I'm just enjoying her. And it's one of the first times in my life that I truly feel in the moment.
That's not to say that I haven't had my fair share of anxieties. I was certain for a couple of days that our building's fire alarm had rendered her hearing impaired, and I lose it every time Jon plays baby airplane or holds his cell phone too close to her head. I still wake up at least once a night to make sure she's breathing, and am terrified of pressing too hard on her fontanelles.
But overall, there's a pervading calm and quietness in our days together. Parenthood forces this upon you, I think.
I've attended enough mindfulness workshops to know that a focused mind is a peaceful mind, and I've relied on the practices of meditation, deep breathing and one-pointed attention to quell my anxiety for years.

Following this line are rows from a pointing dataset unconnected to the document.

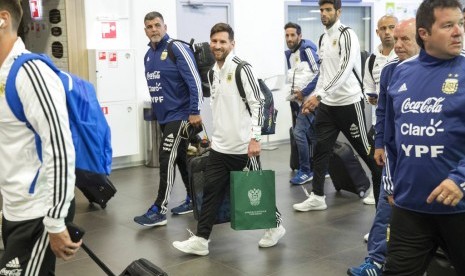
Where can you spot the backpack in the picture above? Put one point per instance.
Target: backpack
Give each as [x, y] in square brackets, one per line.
[270, 112]
[363, 57]
[203, 57]
[371, 64]
[89, 128]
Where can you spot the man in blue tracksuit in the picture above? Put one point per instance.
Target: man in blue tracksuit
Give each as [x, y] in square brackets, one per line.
[428, 127]
[176, 94]
[405, 47]
[302, 63]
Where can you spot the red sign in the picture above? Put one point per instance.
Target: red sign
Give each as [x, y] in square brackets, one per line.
[102, 55]
[108, 30]
[36, 9]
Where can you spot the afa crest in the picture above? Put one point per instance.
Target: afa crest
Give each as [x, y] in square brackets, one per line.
[451, 84]
[163, 55]
[2, 89]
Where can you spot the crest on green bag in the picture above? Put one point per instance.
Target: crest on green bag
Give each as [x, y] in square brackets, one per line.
[254, 196]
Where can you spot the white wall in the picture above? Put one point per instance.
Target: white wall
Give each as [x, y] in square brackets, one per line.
[258, 27]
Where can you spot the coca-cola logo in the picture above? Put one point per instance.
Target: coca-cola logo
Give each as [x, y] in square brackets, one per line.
[153, 75]
[430, 105]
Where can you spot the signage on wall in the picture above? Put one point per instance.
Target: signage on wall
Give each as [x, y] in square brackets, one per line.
[57, 49]
[112, 59]
[56, 31]
[108, 29]
[342, 1]
[36, 9]
[54, 16]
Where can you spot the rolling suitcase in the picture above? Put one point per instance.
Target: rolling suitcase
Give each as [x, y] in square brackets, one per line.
[97, 188]
[294, 158]
[440, 265]
[140, 267]
[346, 171]
[196, 169]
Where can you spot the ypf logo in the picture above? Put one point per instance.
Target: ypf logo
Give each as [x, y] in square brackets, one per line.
[254, 196]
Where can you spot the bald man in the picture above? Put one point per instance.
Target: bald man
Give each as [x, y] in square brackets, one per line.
[383, 53]
[405, 47]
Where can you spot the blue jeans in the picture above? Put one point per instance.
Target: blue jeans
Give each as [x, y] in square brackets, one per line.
[377, 246]
[304, 134]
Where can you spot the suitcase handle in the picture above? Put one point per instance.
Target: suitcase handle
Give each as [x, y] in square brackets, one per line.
[97, 260]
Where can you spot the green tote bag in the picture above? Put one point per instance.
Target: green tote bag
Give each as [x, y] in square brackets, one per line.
[253, 200]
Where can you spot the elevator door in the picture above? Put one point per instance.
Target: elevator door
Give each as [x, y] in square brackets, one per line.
[195, 19]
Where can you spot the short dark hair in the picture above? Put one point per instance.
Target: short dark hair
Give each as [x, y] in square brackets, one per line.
[153, 15]
[222, 27]
[336, 3]
[294, 26]
[15, 9]
[425, 15]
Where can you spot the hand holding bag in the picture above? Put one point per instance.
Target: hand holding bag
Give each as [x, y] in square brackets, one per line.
[253, 200]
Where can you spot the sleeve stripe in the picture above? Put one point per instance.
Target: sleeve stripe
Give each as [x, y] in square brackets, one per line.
[193, 70]
[59, 151]
[345, 62]
[256, 91]
[311, 59]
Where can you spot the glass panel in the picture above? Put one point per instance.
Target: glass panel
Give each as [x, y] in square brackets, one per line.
[356, 17]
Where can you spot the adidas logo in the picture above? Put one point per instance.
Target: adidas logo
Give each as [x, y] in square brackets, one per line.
[402, 88]
[13, 263]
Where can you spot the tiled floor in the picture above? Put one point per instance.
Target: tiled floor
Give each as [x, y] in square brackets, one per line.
[316, 243]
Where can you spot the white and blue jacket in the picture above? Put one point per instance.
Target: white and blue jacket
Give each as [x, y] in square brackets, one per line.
[303, 66]
[174, 86]
[428, 100]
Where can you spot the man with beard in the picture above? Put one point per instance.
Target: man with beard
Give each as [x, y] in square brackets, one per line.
[338, 97]
[428, 161]
[235, 140]
[302, 74]
[405, 47]
[176, 95]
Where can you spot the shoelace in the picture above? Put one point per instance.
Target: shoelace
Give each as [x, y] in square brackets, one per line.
[305, 191]
[190, 233]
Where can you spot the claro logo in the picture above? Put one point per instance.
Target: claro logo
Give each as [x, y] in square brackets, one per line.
[430, 105]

But inevitably every time life got more hectic I would slip back into my natural state of overthinking and multitasking.
Babies won't let you do that. When baby needs to eat, you stop what you're doing and sit quietly for 20 minutes. Oh, and you thought you could check your email during play time? Heck no, even at three months Avery can tell when she's not getting 100% of your attention. And then there's the whole cuteness factor, which which renders watching her make spit bubbles in her sleep infinitely more interesting than Facebook or – I don't know – taking a shower?
It all leads to an acceptance that this is our life now. It's slower, more measured, and full of quiet magic. Over the years I'm sure Avery will teach us just as much as we teach her, and I'm grateful for this early crash course in the art of chilling.
She is a California girl, after all.